Continuing Education Activity
Septic arthritis is inflammation of the joints secondary to an infectious etiology such as bacterial, fungal, mycobacterial, viral, or other pathogens. It is usually monoarticular, however, polyarticular septic arthritis involving many or smaller joints may also occur. This activity outlines the evaluation and treatment of septic arthritis and explains the role of the interprofessional team in improving care for patients with this condition.
Objectives:
Summarize the common bacterial organisms in the etiology of septic arthritis.
Review the epidemiology of septic arthritis.
Outline the laboratory and imaging studies used in the evaluation of septic arthritis.

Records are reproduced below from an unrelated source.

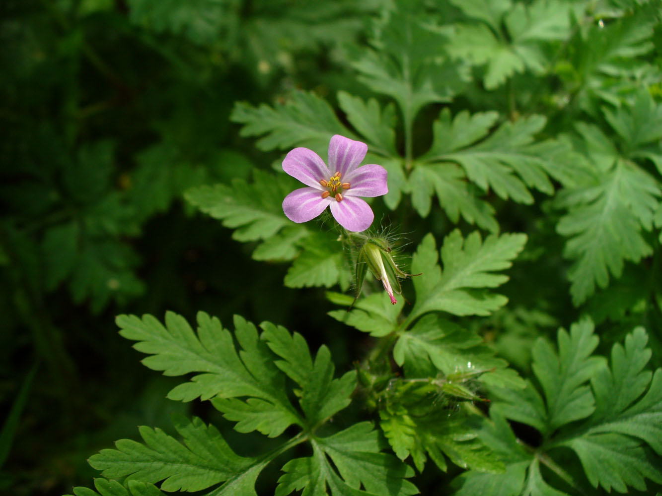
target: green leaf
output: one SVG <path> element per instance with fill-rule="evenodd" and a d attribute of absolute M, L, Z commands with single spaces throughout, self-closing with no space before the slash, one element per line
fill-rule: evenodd
<path fill-rule="evenodd" d="M 557 230 L 570 237 L 564 255 L 575 260 L 569 272 L 575 305 L 605 288 L 609 274 L 618 278 L 624 261 L 638 262 L 651 253 L 641 229 L 652 228 L 662 196 L 655 180 L 633 162 L 619 157 L 596 128 L 578 124 L 589 153 L 602 173 L 587 185 L 561 192 L 556 204 L 568 213 Z M 596 153 L 594 149 L 600 151 Z"/>
<path fill-rule="evenodd" d="M 145 483 L 138 481 L 129 481 L 128 489 L 117 481 L 105 479 L 95 479 L 94 486 L 98 493 L 87 487 L 74 487 L 75 496 L 162 496 L 162 493 L 154 484 Z M 69 495 L 70 496 L 70 495 Z"/>
<path fill-rule="evenodd" d="M 234 318 L 235 337 L 242 349 L 238 354 L 230 331 L 204 312 L 198 313 L 197 333 L 171 312 L 166 315 L 165 327 L 151 315 L 142 319 L 120 315 L 117 321 L 122 336 L 138 341 L 134 347 L 150 354 L 142 360 L 146 366 L 166 376 L 200 372 L 173 388 L 168 393 L 171 399 L 218 397 L 214 406 L 221 411 L 227 406 L 230 420 L 241 420 L 238 411 L 244 416 L 253 412 L 242 424 L 242 430 L 254 426 L 272 437 L 293 423 L 303 424 L 287 398 L 284 378 L 273 364 L 271 352 L 259 340 L 255 326 L 242 317 Z M 244 405 L 222 401 L 242 397 L 253 400 Z"/>
<path fill-rule="evenodd" d="M 385 157 L 397 156 L 393 130 L 395 108 L 393 104 L 382 109 L 375 99 L 364 102 L 345 91 L 338 92 L 338 101 L 350 124 L 365 138 L 371 153 Z"/>
<path fill-rule="evenodd" d="M 544 44 L 565 40 L 571 34 L 573 7 L 567 2 L 537 0 L 514 6 L 508 1 L 489 5 L 481 0 L 453 3 L 469 17 L 487 23 L 455 24 L 455 42 L 449 52 L 476 65 L 487 63 L 483 83 L 488 90 L 527 67 L 536 73 L 551 69 L 552 60 L 545 54 Z"/>
<path fill-rule="evenodd" d="M 444 56 L 440 48 L 446 37 L 426 25 L 416 4 L 402 3 L 400 11 L 387 11 L 373 26 L 371 44 L 376 50 L 361 50 L 352 64 L 359 81 L 398 103 L 405 126 L 426 104 L 449 101 L 469 79 L 466 67 Z"/>
<path fill-rule="evenodd" d="M 536 427 L 544 436 L 593 412 L 593 395 L 586 383 L 604 364 L 602 357 L 591 356 L 598 338 L 590 321 L 573 324 L 569 335 L 559 329 L 557 339 L 558 355 L 543 338 L 534 346 L 532 368 L 542 386 L 544 401 L 530 382 L 514 393 L 495 391 L 500 400 L 494 406 L 496 411 Z"/>
<path fill-rule="evenodd" d="M 506 122 L 489 134 L 497 117 L 494 112 L 470 115 L 462 111 L 451 120 L 450 111 L 444 109 L 434 122 L 434 140 L 420 158 L 421 165 L 457 163 L 483 191 L 491 188 L 501 198 L 520 203 L 533 202 L 530 188 L 553 192 L 549 177 L 571 181 L 571 170 L 577 165 L 569 145 L 563 141 L 534 141 L 545 126 L 544 117 L 534 115 Z M 443 202 L 441 192 L 438 194 Z"/>
<path fill-rule="evenodd" d="M 184 198 L 223 226 L 235 229 L 240 241 L 265 239 L 291 225 L 283 213 L 283 198 L 292 191 L 293 182 L 285 175 L 256 169 L 254 182 L 235 179 L 232 186 L 219 184 L 188 190 Z M 302 227 L 302 228 L 303 228 Z"/>
<path fill-rule="evenodd" d="M 506 420 L 498 412 L 490 411 L 490 420 L 481 423 L 477 433 L 480 439 L 506 462 L 502 474 L 486 474 L 469 470 L 455 477 L 452 485 L 459 496 L 494 494 L 519 496 L 522 494 L 531 456 L 518 442 Z"/>
<path fill-rule="evenodd" d="M 378 436 L 371 424 L 362 422 L 328 437 L 316 437 L 312 456 L 283 466 L 276 496 L 301 489 L 304 495 L 325 495 L 327 484 L 334 496 L 416 494 L 414 485 L 403 479 L 414 471 L 393 455 L 379 452 L 383 445 Z"/>
<path fill-rule="evenodd" d="M 521 386 L 508 362 L 494 354 L 479 336 L 434 315 L 425 315 L 403 333 L 393 349 L 393 358 L 404 366 L 408 377 L 429 375 L 424 371 L 430 364 L 447 377 L 466 374 L 487 384 Z"/>
<path fill-rule="evenodd" d="M 261 339 L 271 351 L 283 360 L 277 360 L 276 366 L 299 384 L 299 403 L 312 427 L 321 423 L 347 407 L 356 387 L 356 372 L 352 370 L 338 379 L 334 379 L 334 367 L 331 353 L 326 346 L 320 347 L 314 360 L 308 345 L 298 333 L 291 335 L 282 326 L 269 322 L 261 325 Z"/>
<path fill-rule="evenodd" d="M 504 494 L 520 494 L 514 489 L 522 487 L 522 481 L 525 494 L 565 494 L 544 478 L 541 464 L 568 485 L 564 487 L 587 492 L 578 478 L 581 472 L 559 447 L 575 451 L 594 487 L 645 491 L 645 478 L 662 481 L 662 369 L 654 374 L 645 370 L 651 356 L 647 340 L 645 331 L 636 329 L 624 347 L 614 345 L 608 366 L 602 357 L 591 354 L 598 339 L 588 319 L 573 324 L 569 334 L 559 330 L 558 354 L 539 339 L 532 368 L 540 388 L 530 382 L 519 391 L 493 388 L 490 417 L 494 427 L 485 421 L 480 433 L 483 442 L 508 463 L 506 474 L 491 481 L 467 472 L 455 481 L 462 485 L 459 493 L 467 494 L 469 488 L 479 491 L 498 480 L 512 489 Z M 540 431 L 540 446 L 524 449 L 524 441 L 516 439 L 505 418 Z"/>
<path fill-rule="evenodd" d="M 463 239 L 459 230 L 446 237 L 441 249 L 444 272 L 437 265 L 434 239 L 428 234 L 419 245 L 412 262 L 416 301 L 410 314 L 410 322 L 428 311 L 446 311 L 459 315 L 489 315 L 503 306 L 507 299 L 487 292 L 506 280 L 502 274 L 524 248 L 524 234 L 488 236 L 485 242 L 476 231 Z"/>
<path fill-rule="evenodd" d="M 132 23 L 157 33 L 179 34 L 199 44 L 218 38 L 226 27 L 232 5 L 222 0 L 183 3 L 177 0 L 128 0 L 127 3 Z"/>
<path fill-rule="evenodd" d="M 444 454 L 455 465 L 479 472 L 498 474 L 504 465 L 494 452 L 478 438 L 466 417 L 453 417 L 438 410 L 431 415 L 410 415 L 402 405 L 397 412 L 380 410 L 380 427 L 401 460 L 410 454 L 419 472 L 422 472 L 426 454 L 442 470 L 447 470 Z"/>
<path fill-rule="evenodd" d="M 346 290 L 350 286 L 350 271 L 336 238 L 332 231 L 317 232 L 298 242 L 302 250 L 287 270 L 285 286 L 330 288 L 338 283 L 341 289 Z"/>
<path fill-rule="evenodd" d="M 194 417 L 175 416 L 175 427 L 181 444 L 160 429 L 140 427 L 145 444 L 122 439 L 117 449 L 101 450 L 90 464 L 104 477 L 129 477 L 143 482 L 163 481 L 163 491 L 200 491 L 220 482 L 243 477 L 250 469 L 263 466 L 256 458 L 237 455 L 213 426 Z M 254 482 L 258 472 L 253 478 Z"/>
<path fill-rule="evenodd" d="M 209 181 L 207 171 L 190 163 L 171 139 L 164 134 L 163 141 L 138 153 L 137 167 L 122 179 L 128 183 L 127 198 L 141 220 L 165 212 L 185 190 Z"/>
<path fill-rule="evenodd" d="M 461 9 L 467 17 L 484 21 L 497 31 L 504 14 L 512 5 L 510 0 L 450 0 L 450 2 Z"/>
<path fill-rule="evenodd" d="M 614 345 L 611 368 L 603 364 L 591 377 L 595 412 L 583 434 L 561 443 L 577 453 L 594 487 L 599 483 L 608 491 L 625 492 L 626 485 L 644 490 L 644 477 L 662 481 L 662 470 L 649 466 L 655 455 L 642 443 L 662 456 L 662 370 L 654 376 L 644 370 L 651 357 L 647 340 L 638 327 L 626 337 L 624 347 Z M 605 465 L 619 469 L 597 470 Z"/>
<path fill-rule="evenodd" d="M 662 138 L 662 105 L 656 105 L 644 89 L 637 93 L 632 107 L 602 107 L 602 112 L 630 150 Z"/>
<path fill-rule="evenodd" d="M 659 81 L 659 68 L 645 60 L 655 48 L 651 38 L 656 8 L 649 3 L 611 22 L 579 30 L 568 60 L 572 70 L 562 75 L 578 93 L 584 108 L 596 115 L 594 99 L 620 105 L 624 94 Z"/>
<path fill-rule="evenodd" d="M 351 305 L 352 300 L 342 298 L 344 295 L 328 293 L 327 298 L 339 305 Z M 371 336 L 386 336 L 397 327 L 398 315 L 404 307 L 401 300 L 391 304 L 386 293 L 368 295 L 357 300 L 352 310 L 332 310 L 328 315 L 339 322 L 351 325 L 359 331 L 369 333 Z"/>
<path fill-rule="evenodd" d="M 436 192 L 439 203 L 453 224 L 460 216 L 467 223 L 491 232 L 498 231 L 495 210 L 477 196 L 479 191 L 466 181 L 464 173 L 455 164 L 416 165 L 409 177 L 412 204 L 421 217 L 427 217 Z"/>
<path fill-rule="evenodd" d="M 242 136 L 266 135 L 256 143 L 263 151 L 305 146 L 324 157 L 334 134 L 354 138 L 333 108 L 312 92 L 293 91 L 284 103 L 273 107 L 263 104 L 256 108 L 238 102 L 230 118 L 244 124 Z"/>

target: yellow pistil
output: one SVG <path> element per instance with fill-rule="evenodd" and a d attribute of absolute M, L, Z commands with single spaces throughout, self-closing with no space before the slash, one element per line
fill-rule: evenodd
<path fill-rule="evenodd" d="M 350 189 L 350 183 L 342 183 L 340 181 L 342 176 L 342 173 L 336 172 L 329 178 L 328 181 L 320 179 L 320 184 L 328 188 L 322 193 L 322 198 L 328 198 L 332 196 L 338 202 L 342 200 L 342 195 L 340 194 L 340 192 Z"/>

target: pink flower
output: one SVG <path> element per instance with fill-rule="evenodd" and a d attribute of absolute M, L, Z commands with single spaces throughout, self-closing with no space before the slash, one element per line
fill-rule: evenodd
<path fill-rule="evenodd" d="M 295 189 L 283 200 L 283 211 L 290 220 L 307 222 L 327 206 L 338 224 L 348 231 L 365 231 L 375 214 L 359 196 L 381 196 L 389 192 L 386 169 L 369 164 L 365 143 L 336 134 L 329 142 L 329 165 L 308 148 L 295 148 L 283 160 L 283 170 L 306 188 Z"/>

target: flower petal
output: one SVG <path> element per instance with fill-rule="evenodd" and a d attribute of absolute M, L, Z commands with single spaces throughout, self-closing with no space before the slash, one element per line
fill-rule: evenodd
<path fill-rule="evenodd" d="M 285 196 L 283 212 L 294 222 L 307 222 L 324 212 L 331 202 L 338 203 L 332 198 L 322 198 L 322 193 L 314 188 L 299 188 Z"/>
<path fill-rule="evenodd" d="M 329 169 L 344 177 L 361 165 L 367 151 L 365 143 L 334 134 L 329 142 Z"/>
<path fill-rule="evenodd" d="M 361 165 L 343 178 L 349 183 L 350 189 L 343 192 L 347 196 L 381 196 L 389 192 L 386 183 L 386 169 L 381 165 L 369 163 Z"/>
<path fill-rule="evenodd" d="M 355 232 L 365 231 L 375 220 L 370 206 L 354 196 L 345 196 L 342 201 L 332 202 L 331 213 L 340 226 Z"/>
<path fill-rule="evenodd" d="M 283 170 L 303 184 L 318 190 L 324 189 L 320 179 L 328 181 L 331 177 L 328 167 L 320 155 L 310 148 L 303 147 L 295 148 L 285 155 L 283 159 Z"/>

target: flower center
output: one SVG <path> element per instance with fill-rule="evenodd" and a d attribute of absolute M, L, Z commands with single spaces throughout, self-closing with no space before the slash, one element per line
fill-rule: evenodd
<path fill-rule="evenodd" d="M 341 183 L 340 177 L 342 175 L 340 172 L 336 172 L 329 178 L 328 181 L 325 179 L 320 181 L 320 184 L 327 188 L 326 191 L 322 192 L 322 198 L 328 198 L 332 194 L 336 201 L 342 201 L 342 195 L 340 194 L 340 191 L 350 189 L 350 183 Z"/>

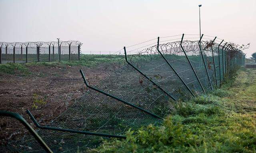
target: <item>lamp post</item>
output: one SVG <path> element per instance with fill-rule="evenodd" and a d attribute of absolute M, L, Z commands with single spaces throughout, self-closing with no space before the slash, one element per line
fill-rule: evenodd
<path fill-rule="evenodd" d="M 201 37 L 201 18 L 200 17 L 200 7 L 202 6 L 202 5 L 198 5 L 198 6 L 199 6 L 199 30 L 200 31 L 200 36 L 199 37 Z"/>

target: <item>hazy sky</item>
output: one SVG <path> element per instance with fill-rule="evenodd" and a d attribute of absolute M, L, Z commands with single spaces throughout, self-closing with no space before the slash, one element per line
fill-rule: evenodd
<path fill-rule="evenodd" d="M 199 33 L 251 43 L 256 0 L 0 0 L 0 41 L 79 40 L 82 53 L 114 53 L 158 36 Z"/>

Explain the importance of collaboration and communication among the interprofessional team members to improve outcomes for patients affected by septic arthritis.
Introduction
Septic arthritis is joint inflammation secondary to an infectious etiology, usually bacterial, but occasionally fungal, mycobacterial, viral, or other uncommon pathogens. Septic arthritis is usually monoarticular involving one large joint such as the hip or knee; however, polyarticular septic arthritis involving multiple or smaller joints may also occur. Though uncommon, septic arthritis is an orthopedic emergency that can cause significant joint damage leading to increased morbidity and mortality. Early diagnosis and treatment are crucial for preserving joint function. A study of the healthcare burden of septic arthritis in the United States between 2009 and 2012 showed a 26% increase in total charges and a 24% increase in inpatient charges for septic arthritis but no time trends in duration or outcomes of admissions.[1] The long-term mortality in elderly patients with septic arthritis is increased due to an increase in comorbid predisposing conditions.[2]
Etiology
Etiology in Children
Arthritis or inflammation of the joint has multiple etiologies in the pediatric age group. Staphylococcus aureus is the most common bacterial pathogen overall. Some etiologic agents are associated with specific age groups and underlying medical conditions. Kingella kingae is the most common gram-negative bacterial cause in children younger than 2 to 3 years. Group B Streptococcus, Staphylococcus aureus, Neisseria gonorrhea, and gram-negative Bacilli are common among neonates. Neisseria gonorrhea is a concern in sexually active adolescents. Salmonella species infection is associated with sickle cell disease. Patients on prolonged antibiotic therapy are at risk for fungal infections. Puncture wounds and injection drug use are associated with joint infection due to Pseudomonas aeruginosa. The hip joint is most commonly affected in children.
Etiology in Adults
Staphylococcus aureus is the most common infecting organism in adults. Streptococcus pneumonia is less common, but still a significant source of infection in adults. Other special circumstances are as already described as above (Salmonella in patients with sickle cell, and Pseudomonas in trauma/puncture wounds). In young sexually active patients, nontraumatic acute monoarthritis is most frequently caused by Neisseria gonorrhea. In high-risk patients, Neisseria gonorrhea should be cultured from other sites such as the oropharynx, vagina, cervix, urethra or anus as the organism grows poorly from cultured synovial fluid.[3] Fungal and mycobacterial organisms present insidiously and may be more difficult to diagnose. The acid-fast smear of synovial fluid is often negative, but a synovial biopsy is positive in 95% of cases. The knee is the most commonly affected joint in adults followed by the hip.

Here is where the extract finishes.